The mean concentration of TGF-β1 in serum was 32.84±16.37 pg/mL in the stenosis patients and 35.56±12.92 pg/mL in the herniation patients (p=0.464). The mean concentration of TIMP-1 in serum was 13.90±0.68 ng/mL in the stenosis and 13.94±0.93 ng/mL in the herniation patients (p=0.146). The mean concentration of TIMP-2 in serum was 18.63±0.35 ng/mL in the stenosis patients and 18.92±0.38 ng/mL in the herniation patients (p=0.794).

Discussion

TGF-β1 is known as a multifunctional cytokine involved in cellular proliferation, differentiation, and synthesis of extracellular matrix proteins8-14. It is also thought to play important roles in several physiological and pathological conditions such as wound repair, hypertrophic burn scars, and fibrotic disorders of the liver, kidney, heart, and lungs. TIMPs, inhibitors of MMPs, are believed to regulate the integrity and homeostasis of the extracellular matrix. Especially, increased expressions of TIMP-1 and TIMP-2 have been implicated in increased fibrosis of a wide variety of human organs, including the liver, kidney, lungs, and heart, by reduced MMPs activities15-19. Decreased MMPs activities results in impairment of matrix degradation, which has been demonstrated to be associated with fibrotic diseases.

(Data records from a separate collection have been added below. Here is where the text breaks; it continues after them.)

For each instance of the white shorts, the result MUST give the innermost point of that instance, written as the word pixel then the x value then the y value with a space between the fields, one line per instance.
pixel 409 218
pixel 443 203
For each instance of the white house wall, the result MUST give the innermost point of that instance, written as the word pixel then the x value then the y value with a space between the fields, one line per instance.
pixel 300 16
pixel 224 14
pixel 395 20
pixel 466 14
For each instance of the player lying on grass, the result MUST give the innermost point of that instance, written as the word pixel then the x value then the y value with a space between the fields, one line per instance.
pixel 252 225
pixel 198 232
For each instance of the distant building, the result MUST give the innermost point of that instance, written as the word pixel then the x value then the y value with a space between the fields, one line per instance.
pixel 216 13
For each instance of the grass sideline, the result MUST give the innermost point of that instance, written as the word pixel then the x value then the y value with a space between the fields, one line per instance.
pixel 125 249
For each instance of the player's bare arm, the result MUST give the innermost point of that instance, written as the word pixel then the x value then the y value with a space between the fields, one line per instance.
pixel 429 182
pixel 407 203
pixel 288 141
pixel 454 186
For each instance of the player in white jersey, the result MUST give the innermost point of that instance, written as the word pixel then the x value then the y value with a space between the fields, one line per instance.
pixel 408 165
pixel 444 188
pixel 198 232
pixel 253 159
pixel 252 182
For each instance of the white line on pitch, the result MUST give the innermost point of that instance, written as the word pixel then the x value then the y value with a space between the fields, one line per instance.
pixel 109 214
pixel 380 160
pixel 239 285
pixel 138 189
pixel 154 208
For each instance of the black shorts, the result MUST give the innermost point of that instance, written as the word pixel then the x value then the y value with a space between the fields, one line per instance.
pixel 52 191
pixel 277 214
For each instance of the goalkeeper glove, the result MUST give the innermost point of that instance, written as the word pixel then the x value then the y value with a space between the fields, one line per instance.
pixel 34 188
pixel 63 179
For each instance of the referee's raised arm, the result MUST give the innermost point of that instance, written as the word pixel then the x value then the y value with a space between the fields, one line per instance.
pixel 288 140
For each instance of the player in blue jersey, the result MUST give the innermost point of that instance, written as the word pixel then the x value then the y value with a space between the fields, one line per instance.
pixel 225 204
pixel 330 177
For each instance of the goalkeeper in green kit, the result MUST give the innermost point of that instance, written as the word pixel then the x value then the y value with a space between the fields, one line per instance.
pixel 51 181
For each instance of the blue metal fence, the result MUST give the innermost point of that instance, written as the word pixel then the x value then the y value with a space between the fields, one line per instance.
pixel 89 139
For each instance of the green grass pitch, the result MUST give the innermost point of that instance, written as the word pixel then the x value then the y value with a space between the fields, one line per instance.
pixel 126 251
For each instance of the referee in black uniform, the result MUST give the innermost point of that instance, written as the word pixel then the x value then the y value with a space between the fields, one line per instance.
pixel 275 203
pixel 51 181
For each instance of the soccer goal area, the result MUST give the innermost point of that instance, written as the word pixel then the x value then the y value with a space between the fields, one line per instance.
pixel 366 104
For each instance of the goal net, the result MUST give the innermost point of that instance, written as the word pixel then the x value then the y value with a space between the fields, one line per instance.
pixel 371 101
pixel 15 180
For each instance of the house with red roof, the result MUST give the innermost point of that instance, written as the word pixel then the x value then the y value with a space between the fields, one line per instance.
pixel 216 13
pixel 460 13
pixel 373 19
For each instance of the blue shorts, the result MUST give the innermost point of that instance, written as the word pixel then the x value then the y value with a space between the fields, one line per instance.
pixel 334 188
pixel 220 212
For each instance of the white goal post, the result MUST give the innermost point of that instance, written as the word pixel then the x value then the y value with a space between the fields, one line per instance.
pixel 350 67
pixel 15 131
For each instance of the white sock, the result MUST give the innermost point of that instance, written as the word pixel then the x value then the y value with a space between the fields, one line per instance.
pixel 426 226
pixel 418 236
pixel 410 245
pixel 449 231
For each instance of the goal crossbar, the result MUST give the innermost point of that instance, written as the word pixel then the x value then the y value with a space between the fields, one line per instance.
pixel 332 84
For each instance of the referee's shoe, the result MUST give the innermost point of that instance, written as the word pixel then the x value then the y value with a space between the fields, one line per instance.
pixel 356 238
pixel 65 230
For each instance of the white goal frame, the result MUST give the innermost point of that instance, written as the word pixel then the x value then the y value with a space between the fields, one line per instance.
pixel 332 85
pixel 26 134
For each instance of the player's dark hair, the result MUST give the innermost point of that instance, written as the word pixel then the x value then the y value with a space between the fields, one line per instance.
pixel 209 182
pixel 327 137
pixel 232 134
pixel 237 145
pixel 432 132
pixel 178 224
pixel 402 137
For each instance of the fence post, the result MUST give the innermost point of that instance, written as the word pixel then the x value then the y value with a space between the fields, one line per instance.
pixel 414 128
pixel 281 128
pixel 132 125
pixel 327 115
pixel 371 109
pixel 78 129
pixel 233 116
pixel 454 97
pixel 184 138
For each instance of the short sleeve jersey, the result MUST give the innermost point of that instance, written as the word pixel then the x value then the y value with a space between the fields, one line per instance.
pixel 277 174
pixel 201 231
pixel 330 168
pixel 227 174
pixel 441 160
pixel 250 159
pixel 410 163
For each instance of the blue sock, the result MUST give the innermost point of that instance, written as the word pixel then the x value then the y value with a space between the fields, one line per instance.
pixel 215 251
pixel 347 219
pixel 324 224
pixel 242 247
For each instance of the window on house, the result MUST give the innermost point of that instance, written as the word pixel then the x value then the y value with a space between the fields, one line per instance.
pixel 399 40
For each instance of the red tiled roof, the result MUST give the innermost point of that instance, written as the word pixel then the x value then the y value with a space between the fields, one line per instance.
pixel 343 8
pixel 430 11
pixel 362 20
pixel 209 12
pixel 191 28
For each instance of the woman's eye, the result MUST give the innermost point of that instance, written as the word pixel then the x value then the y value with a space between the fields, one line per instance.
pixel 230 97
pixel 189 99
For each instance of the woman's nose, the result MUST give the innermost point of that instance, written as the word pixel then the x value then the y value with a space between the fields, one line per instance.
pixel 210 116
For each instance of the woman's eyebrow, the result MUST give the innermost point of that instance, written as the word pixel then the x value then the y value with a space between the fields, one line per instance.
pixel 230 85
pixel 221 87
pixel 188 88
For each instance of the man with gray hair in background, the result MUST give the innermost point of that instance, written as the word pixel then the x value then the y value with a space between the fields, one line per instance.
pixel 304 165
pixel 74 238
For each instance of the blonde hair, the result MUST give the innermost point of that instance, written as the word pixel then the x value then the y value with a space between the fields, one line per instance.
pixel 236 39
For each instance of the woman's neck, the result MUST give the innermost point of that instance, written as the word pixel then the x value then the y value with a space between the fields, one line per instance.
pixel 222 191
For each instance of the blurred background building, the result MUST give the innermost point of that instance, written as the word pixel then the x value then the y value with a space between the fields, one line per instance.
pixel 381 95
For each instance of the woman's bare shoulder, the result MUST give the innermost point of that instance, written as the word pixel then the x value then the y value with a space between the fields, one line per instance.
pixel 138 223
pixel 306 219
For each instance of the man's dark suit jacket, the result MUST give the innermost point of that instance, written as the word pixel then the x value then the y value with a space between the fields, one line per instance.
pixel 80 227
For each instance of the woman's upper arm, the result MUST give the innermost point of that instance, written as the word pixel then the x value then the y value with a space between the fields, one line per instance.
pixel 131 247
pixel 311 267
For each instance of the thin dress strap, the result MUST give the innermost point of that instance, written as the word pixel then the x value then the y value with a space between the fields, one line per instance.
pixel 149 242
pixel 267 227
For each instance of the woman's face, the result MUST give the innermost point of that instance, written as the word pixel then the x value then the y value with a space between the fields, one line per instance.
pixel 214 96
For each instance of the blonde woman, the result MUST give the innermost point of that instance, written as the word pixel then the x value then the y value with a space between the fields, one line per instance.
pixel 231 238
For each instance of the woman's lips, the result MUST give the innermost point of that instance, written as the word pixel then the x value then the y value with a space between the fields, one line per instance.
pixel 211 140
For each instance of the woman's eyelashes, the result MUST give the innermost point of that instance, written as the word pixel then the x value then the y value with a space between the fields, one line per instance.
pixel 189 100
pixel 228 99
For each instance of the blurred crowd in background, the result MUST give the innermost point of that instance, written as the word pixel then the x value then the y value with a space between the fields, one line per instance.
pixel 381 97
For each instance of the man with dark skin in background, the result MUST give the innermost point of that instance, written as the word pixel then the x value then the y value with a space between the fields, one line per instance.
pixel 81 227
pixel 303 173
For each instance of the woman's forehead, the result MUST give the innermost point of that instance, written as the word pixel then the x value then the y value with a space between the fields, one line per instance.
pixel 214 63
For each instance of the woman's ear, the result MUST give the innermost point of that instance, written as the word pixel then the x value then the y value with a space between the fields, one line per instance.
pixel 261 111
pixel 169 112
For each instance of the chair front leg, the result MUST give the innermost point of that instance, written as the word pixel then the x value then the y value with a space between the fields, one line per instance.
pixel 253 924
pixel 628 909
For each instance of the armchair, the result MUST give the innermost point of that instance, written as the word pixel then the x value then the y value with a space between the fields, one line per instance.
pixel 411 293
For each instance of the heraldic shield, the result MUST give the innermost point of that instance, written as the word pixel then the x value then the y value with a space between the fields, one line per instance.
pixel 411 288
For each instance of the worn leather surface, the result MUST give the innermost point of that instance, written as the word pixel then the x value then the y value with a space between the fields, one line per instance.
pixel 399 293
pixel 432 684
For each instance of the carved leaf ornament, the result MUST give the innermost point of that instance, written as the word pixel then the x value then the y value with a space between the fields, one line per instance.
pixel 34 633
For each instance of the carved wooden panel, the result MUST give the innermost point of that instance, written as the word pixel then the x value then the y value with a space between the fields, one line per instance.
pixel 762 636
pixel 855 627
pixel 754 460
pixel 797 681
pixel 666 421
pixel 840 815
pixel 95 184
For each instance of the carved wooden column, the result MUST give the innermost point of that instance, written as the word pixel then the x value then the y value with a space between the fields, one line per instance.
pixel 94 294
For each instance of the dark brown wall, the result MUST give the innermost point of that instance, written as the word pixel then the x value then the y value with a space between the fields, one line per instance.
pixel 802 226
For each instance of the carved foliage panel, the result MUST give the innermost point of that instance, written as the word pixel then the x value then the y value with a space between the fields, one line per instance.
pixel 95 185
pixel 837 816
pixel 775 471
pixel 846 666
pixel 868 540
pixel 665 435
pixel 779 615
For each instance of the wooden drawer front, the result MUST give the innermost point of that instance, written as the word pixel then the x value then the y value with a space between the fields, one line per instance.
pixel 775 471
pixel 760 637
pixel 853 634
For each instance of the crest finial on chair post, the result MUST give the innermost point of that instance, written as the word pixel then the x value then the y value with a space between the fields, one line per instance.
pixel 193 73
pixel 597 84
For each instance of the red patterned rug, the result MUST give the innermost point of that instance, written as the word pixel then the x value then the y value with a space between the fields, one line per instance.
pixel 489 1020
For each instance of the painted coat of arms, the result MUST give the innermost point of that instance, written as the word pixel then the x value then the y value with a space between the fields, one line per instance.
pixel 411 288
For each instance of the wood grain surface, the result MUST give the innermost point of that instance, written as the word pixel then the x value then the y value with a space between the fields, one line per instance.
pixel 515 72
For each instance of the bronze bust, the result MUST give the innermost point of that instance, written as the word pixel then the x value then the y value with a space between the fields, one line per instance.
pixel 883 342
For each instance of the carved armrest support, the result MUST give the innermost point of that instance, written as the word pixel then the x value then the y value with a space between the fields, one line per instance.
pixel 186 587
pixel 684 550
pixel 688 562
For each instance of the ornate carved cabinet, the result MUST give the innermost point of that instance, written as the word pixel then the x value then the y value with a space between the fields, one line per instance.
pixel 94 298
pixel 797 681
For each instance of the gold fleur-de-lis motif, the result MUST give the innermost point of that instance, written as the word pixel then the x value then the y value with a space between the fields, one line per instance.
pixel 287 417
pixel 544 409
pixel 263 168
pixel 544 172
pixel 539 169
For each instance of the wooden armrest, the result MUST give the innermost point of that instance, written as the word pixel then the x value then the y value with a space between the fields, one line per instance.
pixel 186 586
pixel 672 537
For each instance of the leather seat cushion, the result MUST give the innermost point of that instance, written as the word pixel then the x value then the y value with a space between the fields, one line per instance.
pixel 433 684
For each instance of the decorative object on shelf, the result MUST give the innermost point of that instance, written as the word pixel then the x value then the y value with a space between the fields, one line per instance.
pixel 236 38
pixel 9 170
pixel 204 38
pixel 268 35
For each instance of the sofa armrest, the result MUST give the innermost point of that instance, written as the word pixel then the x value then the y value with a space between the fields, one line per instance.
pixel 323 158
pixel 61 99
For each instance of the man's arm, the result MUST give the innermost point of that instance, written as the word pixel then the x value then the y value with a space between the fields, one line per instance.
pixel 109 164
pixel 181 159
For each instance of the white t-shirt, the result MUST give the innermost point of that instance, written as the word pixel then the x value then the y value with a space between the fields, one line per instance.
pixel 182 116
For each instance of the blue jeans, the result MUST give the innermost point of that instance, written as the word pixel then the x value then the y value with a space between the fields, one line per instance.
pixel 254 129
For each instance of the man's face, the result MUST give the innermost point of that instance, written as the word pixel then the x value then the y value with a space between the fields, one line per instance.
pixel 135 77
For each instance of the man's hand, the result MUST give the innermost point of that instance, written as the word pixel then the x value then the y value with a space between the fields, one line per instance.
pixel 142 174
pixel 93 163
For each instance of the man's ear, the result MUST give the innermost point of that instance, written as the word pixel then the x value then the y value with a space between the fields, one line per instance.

In previous studies6,7, the concentrations of TGF-β1, TIMP-1 and TIMP-2 produced by fibroblasts might have been attributed to hypertrophy of the ligamentum flavum in patients with lumbar spinal stenosis via autocrine or paracrine fashions. However, there have been no studies to determine whether an increased concentration of TGF-β1, TIMP-1 and TIMP-2 in patients with spinal stenosis is a local or systemic phenomena. We therefore undertook this study to compare the serum levels of TGF-β1, TIMP-1 and TIMP-2 between patients with lumbar spinal stenosis and disc herniation.

The thickness of the ligamentum flavum and the age of spinal stenosis patients were significantly higher compared to the disc herniation patients in this study. The local levels of TGF-β1, TIMP-1 and TIMP-2 were significantly higher in the ligamentum flavum of patients with lumbar spinal stenosis than those with disc herniation. Furthermore, we found that serum levels of TGF-β1, TIMP-1 and TIMP-2 were very similar in both groups with no significant difference. These results suggest that the role of TGF-β1, TIMP-1 and TIMP-2 on hypertrophy of the ligamentum flavum in lumbar stenosis patients is not a systemic phenomenon but rather a local one. In addition, we excluded from the study patients with any history of diabetes mellitus, pulmonary disease, cardiovascular disease, and renal disease that could have affected the serum levels of these proteins. Therefore, serum levels of TGF-β1, TIMP-1 and TIMP-2 measured in the current study can be used as normal values of these proteins in the serum. However, we should be cautious in interpreting these results because of the sex distribution differences between two groups.